Julia Cromwell, MD. Medical director and geriatric and adult inpatient psychiatrist, Mass General Brigham Salem Hospital, Salem, MA.
Dr. Cromwell has no financial relationships with companies related to this material.
An 85-year-old man with late-stage Alzheimer’s disease (AD) comes to your clinic with his daughter. Over the last month, he has become increasingly paranoid, accusing staff at his assisted living facility of stealing his belongings. He sometimes yells at caregivers and has struck another resident. His daughter wants to know if he can start a medication for agitation.
Antipsychotics are essential treatments for conditions like schizophrenia, schizoaffective disorder, bipolar disorder, and depression with psychotic features, but their role in dementia is far more restricted. Many prescriptions are for dementia-related agitation or psychosis, which is common but controversial due to safety risks and potential side effects (Rogowska M et al, Drugs Aging 2023;40(1):21–32). For example, in home health cohorts with dementia, patients who received antipsychotics showed greater declines in physical function than those who did not (Wang J et al, J Am Geriatr Soc 2023;71(12):3768–3779).
Thus, for dementia-related behaviors, start with nonpharmacologic interventions such as identifying triggers, modifying the environment, simplifying routines, improving sensory input, and using structured activities. But if agitation or psychosis threaten safety or cause severe distress, consider a time-limited antipsychotic trial.
One important exception: Antipsychotics should not be used routinely for superimposed delirium. In older adults, they can worsen outcomes and prolong the episode (Crone C et al, Am J Psychiatry 2025;182(9):880–884). Reserve them only for severe, dangerous agitation that is unresponsive to behavioral strategies.
Special risks in older adults
Older adults have age-related pharmacokinetic and pharmacodynamic changes that worsen antipsychotic side effects. Compared to younger patients, older adults are more likely to have:
The FDA black box warning highlights a 1.6–1.7 times increased mortality risk in dementia patients, often from cardiovascular or infectious causes (Rogowska et al, 2023).
Polypharmacy poses another hazard. Many older adults take five or more medications, risking drug-drug interactions (eg, CYP450 metabolism with SSRIs, anticoagulants, or antiarrhythmics). However, severe agitation and psychosis can lead to falls or physical altercations, so clinicians often face a choice between two imperfect options.
Choosing an agent
When antipsychotics are necessary, tailor your choice to the patient’s comorbidities and risk profile. Second-generation antipsychotics are usually preferred over first-generation antipsychotics in older adults. Common choices and agents with specific indications include:
Use the following with caution:
Consider renal and hepatic function when selecting an antipsychotic. For example, risperidone requires dose adjustment in renal impairment, while quetiapine and olanzapine rely more on hepatic metabolism.
Dosing principles
The “start low, go slow” principle applies here. Initiate antipsychotics at half (or less) of the adult starting dose, then titrate cautiously, waiting several days before increasing. Aim for the minimum effective dose and avoid PRN use except for emergencies.

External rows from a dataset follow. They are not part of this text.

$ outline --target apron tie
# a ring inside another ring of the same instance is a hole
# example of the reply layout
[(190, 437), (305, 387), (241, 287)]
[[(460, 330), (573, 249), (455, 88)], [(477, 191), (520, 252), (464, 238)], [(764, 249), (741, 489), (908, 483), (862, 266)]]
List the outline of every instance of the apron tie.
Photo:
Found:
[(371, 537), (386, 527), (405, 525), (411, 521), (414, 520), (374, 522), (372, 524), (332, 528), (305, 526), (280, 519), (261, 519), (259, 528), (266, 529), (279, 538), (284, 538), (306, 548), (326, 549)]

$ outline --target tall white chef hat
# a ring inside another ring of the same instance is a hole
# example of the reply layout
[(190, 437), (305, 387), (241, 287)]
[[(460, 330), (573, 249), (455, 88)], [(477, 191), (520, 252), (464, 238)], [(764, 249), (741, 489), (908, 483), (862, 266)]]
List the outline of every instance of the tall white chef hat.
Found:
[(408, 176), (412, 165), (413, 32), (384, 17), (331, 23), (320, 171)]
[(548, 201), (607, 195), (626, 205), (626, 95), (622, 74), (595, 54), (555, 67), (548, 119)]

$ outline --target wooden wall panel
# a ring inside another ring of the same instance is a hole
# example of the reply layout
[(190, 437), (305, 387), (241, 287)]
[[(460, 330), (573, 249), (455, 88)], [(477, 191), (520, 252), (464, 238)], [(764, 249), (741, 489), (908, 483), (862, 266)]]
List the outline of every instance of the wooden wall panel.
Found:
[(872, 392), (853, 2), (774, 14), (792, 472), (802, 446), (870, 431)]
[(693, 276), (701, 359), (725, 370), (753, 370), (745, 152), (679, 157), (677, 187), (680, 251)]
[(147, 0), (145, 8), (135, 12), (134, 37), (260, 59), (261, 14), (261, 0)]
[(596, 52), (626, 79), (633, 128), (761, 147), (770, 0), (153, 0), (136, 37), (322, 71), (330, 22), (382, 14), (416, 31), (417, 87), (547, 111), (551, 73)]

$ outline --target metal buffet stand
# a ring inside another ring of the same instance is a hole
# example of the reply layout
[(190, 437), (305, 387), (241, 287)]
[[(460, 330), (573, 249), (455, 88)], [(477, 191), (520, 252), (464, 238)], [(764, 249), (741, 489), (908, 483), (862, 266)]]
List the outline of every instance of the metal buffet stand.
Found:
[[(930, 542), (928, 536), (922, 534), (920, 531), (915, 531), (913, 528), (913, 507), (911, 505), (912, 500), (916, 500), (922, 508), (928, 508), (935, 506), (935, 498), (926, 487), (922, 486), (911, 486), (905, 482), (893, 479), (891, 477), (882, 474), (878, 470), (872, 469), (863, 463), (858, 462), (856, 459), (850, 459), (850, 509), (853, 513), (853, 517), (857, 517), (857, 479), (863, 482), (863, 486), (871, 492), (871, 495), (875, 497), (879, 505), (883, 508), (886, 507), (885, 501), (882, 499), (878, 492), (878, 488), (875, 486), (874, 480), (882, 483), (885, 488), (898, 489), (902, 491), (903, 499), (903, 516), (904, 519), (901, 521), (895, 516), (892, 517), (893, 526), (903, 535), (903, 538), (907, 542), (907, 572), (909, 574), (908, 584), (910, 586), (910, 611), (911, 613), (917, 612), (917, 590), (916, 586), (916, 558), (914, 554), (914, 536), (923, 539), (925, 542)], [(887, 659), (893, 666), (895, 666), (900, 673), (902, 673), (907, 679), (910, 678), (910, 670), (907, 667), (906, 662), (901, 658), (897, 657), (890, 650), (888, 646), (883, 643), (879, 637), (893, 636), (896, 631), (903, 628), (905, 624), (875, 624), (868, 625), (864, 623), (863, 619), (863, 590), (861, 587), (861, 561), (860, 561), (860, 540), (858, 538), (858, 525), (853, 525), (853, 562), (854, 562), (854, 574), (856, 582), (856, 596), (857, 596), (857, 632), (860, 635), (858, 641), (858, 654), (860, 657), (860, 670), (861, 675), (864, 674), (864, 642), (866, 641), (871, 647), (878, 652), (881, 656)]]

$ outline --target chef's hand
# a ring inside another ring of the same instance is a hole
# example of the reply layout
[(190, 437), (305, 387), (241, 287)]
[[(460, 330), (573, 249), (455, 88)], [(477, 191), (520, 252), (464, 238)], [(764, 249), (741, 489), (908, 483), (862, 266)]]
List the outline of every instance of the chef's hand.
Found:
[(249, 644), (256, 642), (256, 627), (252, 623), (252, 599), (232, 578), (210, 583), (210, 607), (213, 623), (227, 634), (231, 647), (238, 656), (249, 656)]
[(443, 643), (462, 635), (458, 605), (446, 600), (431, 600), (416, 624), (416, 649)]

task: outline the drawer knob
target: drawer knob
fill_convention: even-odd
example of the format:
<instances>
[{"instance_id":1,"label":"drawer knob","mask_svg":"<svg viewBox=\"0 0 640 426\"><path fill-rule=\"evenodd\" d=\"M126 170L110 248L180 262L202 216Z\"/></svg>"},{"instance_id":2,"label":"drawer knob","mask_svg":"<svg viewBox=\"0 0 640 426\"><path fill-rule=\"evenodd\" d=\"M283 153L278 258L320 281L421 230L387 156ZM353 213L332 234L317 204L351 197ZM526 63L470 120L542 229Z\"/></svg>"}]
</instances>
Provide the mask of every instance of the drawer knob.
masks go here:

During the first month, frequently reassess effectiveness and side effects. Not all patients need lifelong antipsychotics—the APA recommends trial discontinuation after three to four months of stability in dementia-related psychosis or agitation (APA 2023; American Geriatrics Society, J Am Geriatr Soc 2023;71(7):2052–2081). Also consider tapering if risks (eg, falls, metabolic abnormalities) outweigh benefits. When tapering, reduce the dose gradually (weeks to months), monitoring for withdrawal symptoms versus relapse.
Monitoring and follow-up
In practice, many adverse events emerge early, so it’s helpful to document baseline vitals and labs before starting an antipsychotic. Once started, monitor the following regularly:
Documentation and shared decision-making
Given the serious risks, thoroughly document your rationale when prescribing an antipsychotic, especially for agitation or psychosis related to dementia. Document:
Shared decision-making should focus on safety and function, not caregiver stress alone. When behaviors such as aggression or striking caregivers put patients or family members at risk for injury, antipsychotics may be considered as part of a broader plan to keep everyone safe.
You discuss the risks and benefits of risperidone with the patient’s daughter, explaining the black box warning and your monitoring plan. Together, you agree to start risperidone 0.25 mg nightly, with weekly caregiver check-ins. After two months, the patient’s paranoia has decreased, and aggression has resolved. At three months, you revisit the need for ongoing treatment and plan a cautious taper if stability continues.
Carlat Verdict: Antipsychotics can help manage severe agitation or psychosis in dementia, but in older adults they carry profound risks. Use them sparingly, start low and go slow, monitor closely, and document thoroughly. Always plan for regular reassessment, and deprescribe when the medication is no longer clinically useful.